この例では参加者が 3 人予定ですが、100 人を超える招待者がいた場合に、招待者された側で手動で予定を削除することはかなりの手間となります。
そこで、削除済みユーザーが主催者となっている予定を、管理者側が一度に削除するには以下の手順を実施します。
削除済みユーザーが主催者の予定を削除する手順
前提
削除済みユーザーが主催者の予定を管理コンソールから一覧で表示させて削除する等といったことは現在の仕様ではできません。

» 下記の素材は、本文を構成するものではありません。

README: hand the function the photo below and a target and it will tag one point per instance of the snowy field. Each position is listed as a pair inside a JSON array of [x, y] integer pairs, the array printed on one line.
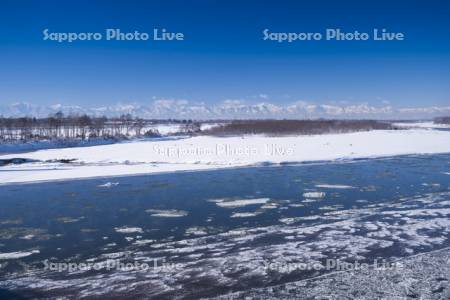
[[206, 152]]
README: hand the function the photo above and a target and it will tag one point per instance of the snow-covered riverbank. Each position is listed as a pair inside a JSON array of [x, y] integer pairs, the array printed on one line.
[[206, 152]]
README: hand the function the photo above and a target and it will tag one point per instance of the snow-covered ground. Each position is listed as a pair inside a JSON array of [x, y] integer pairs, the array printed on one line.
[[425, 125], [206, 152]]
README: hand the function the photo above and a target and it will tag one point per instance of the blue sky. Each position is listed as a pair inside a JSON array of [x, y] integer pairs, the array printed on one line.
[[223, 55]]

そのため、削除したい予定があるが、主催者が既に削除されているユーザーの場合は Calendar API を使い、予定を削除します。
ID の取得
以下の手順で対象の予定 ID を取得します。
https://www.google.com/calendar/render?gsessionid=OK&eventdeb=1
から Google カレンダーを開く
(通常の Google カレンダー URL はhttps://calendar.google.com/calendar/
ですが、この URL では [ トラブルシューティング情報 ] が表示されません)- 予定 > その他アイコン [ ︙ ] > [ トラブルシューティング情報 ] を押下
以下のような ID が表示されます。(見やすいよう適宜改行しています)
Event{ eid=2c37797xxxxxxx, organizer=aaa@example.com, participant=bbb@example.com, actor=bbb@example.com, summary=ブログ執筆, status=CONFIRMED, seq=1, startTime=2023-09-18T22:00:00Z, endTime=2023-09-18T23:00:00Z }
このうち、eid
と organizer
の 2 つの ID を使い削除済みのユーザーが主催者の予定を Google カレンダーから削除します。
予定の削除
予定を削除するには特権管理者権限が必要です。
特権管理者権限のあるアカウントでログインし、以下の手順で予定を削除します。
- Calendar API の Events: delete にアクセス
- 画面右部の Try this method に以下の情報を入力(ID の取得で表示された内容)
- calendarId:
organizer
の値 - eventId:
eid
の値
- calendarId:
- Execute を押下
- Google にログイン画面
- アカウントを選択 :ログインしているユーザーを選択
- Google APIs Explorer が Google アカウントへのアクセスをリクエストしています:許可
- 200 番台が返ってくること
これで削除済みのユーザーが主催者の予定を Google カレンダーから削除できました。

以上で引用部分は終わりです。